Paul Lowell Haines served as the 31st President, 2016-2019, of Taylor University in Upland, Indiana.

He was named Taylor's President in January 2016, following a nationwide search. Haines is a 1975 alumnus of Taylor and served on Taylor's administrative staff from 1977-1987, rising to the position of Vice President for Student Development before leaving Taylor to attend law school at the Maurer School of Law at Indiana University (Bloomington, Indiana) in 1987. During his law school experience Haines served as Editor-in-Chief of the Indiana Law Journal.

Following his graduation from IU with a Juris Doctor degree, cum laude, Haines joined the law firm of Baker & Daniels in Indianapolis (now Faegre Baker Daniels), where he served for 25 years – the last 17 of which as a partner in the firm.
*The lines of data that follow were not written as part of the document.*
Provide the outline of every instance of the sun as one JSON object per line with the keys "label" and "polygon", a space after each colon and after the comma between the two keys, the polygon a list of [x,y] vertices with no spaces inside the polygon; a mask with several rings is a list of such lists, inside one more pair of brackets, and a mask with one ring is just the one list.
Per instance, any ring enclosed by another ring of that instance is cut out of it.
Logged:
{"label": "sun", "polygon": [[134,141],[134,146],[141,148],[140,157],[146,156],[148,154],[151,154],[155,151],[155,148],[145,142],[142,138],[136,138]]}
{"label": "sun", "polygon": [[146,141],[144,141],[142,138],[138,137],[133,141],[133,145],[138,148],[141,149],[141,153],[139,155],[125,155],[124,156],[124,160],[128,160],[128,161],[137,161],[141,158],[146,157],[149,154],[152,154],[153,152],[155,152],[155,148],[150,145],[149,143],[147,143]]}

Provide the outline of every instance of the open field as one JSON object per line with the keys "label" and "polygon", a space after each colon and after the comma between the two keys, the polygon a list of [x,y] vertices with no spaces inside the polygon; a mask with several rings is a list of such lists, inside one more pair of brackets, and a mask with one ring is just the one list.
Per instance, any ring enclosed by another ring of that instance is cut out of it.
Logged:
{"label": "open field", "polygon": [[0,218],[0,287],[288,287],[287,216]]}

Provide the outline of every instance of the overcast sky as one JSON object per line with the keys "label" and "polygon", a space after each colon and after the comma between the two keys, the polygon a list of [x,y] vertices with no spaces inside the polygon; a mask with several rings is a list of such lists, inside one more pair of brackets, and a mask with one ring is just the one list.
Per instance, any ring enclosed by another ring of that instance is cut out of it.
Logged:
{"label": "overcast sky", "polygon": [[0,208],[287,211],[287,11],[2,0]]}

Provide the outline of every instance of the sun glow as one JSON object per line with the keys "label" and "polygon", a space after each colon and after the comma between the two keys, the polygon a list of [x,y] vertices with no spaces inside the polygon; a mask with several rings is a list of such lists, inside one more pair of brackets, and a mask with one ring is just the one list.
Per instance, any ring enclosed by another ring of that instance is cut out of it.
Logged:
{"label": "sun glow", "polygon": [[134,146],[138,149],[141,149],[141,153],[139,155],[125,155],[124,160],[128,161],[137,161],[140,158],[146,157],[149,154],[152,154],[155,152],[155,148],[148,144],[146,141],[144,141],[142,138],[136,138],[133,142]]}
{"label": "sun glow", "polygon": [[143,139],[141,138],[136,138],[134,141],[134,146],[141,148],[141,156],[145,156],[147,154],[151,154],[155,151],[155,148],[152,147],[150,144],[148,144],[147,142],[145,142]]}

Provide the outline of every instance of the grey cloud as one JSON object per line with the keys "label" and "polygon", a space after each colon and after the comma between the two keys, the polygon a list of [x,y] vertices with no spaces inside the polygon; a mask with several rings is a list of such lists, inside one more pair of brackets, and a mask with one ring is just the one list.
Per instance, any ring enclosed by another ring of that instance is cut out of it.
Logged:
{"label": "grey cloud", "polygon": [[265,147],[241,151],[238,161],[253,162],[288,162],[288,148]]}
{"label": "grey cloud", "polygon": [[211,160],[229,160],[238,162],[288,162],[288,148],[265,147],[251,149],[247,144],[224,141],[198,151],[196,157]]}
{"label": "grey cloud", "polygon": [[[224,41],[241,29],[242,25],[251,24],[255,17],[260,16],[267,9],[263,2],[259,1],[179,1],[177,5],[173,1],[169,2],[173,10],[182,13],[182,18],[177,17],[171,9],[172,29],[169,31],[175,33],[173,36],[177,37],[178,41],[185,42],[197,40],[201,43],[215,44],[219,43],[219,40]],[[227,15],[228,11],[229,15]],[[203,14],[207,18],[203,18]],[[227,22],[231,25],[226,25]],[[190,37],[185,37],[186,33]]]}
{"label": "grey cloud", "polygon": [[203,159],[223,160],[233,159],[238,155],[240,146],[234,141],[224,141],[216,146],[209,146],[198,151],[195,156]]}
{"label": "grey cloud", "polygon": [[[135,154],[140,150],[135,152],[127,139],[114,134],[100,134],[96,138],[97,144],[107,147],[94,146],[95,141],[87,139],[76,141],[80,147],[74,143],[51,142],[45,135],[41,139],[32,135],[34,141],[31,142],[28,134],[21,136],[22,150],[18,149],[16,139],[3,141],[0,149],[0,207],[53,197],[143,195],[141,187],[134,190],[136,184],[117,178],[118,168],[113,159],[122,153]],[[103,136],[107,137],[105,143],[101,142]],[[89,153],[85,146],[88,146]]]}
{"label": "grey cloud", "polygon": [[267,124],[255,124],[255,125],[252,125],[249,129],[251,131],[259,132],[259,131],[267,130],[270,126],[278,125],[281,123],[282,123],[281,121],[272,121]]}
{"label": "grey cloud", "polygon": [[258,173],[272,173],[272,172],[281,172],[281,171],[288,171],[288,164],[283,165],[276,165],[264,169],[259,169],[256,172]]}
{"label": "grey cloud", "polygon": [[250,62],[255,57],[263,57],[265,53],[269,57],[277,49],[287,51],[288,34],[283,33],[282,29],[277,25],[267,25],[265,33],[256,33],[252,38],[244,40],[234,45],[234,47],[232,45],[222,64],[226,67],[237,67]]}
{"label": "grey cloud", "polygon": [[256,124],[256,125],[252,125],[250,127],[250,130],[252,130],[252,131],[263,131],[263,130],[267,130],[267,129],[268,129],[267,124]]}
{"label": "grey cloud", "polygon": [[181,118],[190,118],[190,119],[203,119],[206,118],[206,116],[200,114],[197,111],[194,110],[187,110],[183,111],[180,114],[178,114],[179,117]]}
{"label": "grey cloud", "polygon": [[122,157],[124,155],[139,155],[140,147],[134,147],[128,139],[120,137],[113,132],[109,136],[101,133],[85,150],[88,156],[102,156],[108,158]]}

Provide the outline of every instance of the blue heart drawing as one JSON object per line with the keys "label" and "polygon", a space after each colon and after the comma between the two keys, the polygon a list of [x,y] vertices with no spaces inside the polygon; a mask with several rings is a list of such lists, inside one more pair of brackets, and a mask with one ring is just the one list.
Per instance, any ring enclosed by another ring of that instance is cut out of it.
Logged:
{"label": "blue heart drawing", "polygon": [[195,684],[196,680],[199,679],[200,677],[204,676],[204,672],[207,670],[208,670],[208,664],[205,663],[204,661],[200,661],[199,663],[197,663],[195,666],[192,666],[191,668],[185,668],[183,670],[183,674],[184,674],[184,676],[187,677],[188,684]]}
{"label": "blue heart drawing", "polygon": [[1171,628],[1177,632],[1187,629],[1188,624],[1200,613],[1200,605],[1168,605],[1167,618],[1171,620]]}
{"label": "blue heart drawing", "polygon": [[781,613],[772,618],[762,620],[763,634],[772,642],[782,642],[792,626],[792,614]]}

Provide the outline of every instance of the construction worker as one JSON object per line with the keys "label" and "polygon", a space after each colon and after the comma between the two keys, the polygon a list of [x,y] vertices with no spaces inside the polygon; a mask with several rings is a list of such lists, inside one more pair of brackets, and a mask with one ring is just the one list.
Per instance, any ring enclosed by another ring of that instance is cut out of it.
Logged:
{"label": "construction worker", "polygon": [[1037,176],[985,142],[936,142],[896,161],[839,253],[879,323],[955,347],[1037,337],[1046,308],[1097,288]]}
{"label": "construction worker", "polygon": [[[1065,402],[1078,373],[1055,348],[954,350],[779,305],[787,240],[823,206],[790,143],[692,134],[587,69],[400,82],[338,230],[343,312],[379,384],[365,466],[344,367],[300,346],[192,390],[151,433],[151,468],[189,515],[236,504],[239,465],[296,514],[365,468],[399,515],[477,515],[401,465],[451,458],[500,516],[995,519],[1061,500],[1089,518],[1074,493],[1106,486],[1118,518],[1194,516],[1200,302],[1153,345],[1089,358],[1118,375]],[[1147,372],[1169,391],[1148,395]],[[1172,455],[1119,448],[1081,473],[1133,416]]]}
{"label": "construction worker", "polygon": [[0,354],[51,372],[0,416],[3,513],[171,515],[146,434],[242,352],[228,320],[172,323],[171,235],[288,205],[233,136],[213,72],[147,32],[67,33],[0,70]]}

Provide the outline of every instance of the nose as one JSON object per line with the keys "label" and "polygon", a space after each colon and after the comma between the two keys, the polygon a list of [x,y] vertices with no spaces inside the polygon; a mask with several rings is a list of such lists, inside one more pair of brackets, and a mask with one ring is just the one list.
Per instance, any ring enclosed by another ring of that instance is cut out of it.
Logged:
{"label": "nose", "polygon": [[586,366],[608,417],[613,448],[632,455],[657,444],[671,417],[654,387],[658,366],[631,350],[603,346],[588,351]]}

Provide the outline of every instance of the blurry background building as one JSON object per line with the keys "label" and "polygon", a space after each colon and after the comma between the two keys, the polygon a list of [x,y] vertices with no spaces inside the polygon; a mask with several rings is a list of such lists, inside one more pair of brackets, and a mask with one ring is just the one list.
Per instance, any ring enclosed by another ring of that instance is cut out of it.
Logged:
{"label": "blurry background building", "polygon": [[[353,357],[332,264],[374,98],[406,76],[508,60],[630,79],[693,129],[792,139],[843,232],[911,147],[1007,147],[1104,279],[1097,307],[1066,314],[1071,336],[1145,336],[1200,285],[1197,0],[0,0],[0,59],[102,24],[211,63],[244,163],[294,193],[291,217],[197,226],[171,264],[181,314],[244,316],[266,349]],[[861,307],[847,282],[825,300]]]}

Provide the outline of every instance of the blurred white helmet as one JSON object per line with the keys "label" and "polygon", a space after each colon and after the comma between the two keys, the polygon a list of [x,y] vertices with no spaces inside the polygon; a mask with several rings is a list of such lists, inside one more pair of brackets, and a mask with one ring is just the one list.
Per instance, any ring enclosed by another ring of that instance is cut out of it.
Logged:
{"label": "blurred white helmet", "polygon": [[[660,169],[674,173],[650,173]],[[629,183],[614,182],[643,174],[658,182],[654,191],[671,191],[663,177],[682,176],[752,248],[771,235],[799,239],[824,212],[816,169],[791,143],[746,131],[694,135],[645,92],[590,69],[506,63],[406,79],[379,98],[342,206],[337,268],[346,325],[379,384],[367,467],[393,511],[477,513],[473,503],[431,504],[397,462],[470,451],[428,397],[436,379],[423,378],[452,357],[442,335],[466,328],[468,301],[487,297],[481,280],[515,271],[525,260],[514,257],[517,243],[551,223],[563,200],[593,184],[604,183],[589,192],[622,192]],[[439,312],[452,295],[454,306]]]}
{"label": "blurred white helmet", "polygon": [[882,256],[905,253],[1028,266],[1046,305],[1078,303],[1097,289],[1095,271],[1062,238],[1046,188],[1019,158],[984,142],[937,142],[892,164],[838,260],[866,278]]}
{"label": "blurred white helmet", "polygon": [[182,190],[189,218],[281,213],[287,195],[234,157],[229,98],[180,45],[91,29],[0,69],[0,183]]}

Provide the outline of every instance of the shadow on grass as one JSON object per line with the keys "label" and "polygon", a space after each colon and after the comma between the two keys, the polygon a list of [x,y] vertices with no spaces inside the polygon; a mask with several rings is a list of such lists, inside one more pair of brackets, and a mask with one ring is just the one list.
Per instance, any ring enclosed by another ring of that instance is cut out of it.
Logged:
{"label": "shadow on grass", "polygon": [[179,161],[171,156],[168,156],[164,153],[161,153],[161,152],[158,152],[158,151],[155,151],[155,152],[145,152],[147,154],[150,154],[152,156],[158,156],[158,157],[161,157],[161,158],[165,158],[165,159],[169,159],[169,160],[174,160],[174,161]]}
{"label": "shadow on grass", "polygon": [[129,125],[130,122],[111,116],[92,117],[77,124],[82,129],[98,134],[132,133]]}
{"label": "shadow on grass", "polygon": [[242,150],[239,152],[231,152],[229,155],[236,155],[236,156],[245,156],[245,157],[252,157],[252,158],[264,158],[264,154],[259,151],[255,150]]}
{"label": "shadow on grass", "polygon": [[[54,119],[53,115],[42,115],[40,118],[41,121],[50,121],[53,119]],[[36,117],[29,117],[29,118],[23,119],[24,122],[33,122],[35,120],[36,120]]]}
Haines' legal work focused on the needs of nonprofit, tax-exempt organizations, with a special emphasis on institutions of higher education.  His legal practice grew to include the representation of dozens of colleges and universities throughout the United States and around the world.

During his legal career, Haines was regularly named to the list of Best Lawyers in America and was named Indianapolis Education Lawyer of the Year in 2013.

In addition to his degrees from Indiana University and Taylor University, Haines holds a Master of Arts In Student Personnel Administration in Higher Education from Ball State University (Muncie, Indiana), and a Doctor of Education from the University of Pennsylvania (Philadelphia, Pennsylvania).

Haines has served on the Board of Trustees of Taylor University since 2003. Haines also has served on the board of trustees for the Council of Christian Colleges and Universities (CCCU), in Washington, D.C., and on the boards of the Christian College Consortium, the Allen Whitehill Clowes Charitable Foundation, the Independent Colleges of Indiana, and the Crossroads League Athletic Conference.

Haines’ wife, Sherryl Ann, is an artist and served as an art teacher in public and private schools for 30 years before becoming First Lady. Haines and his wife are parents to one daughter, Hannah Elizabeth.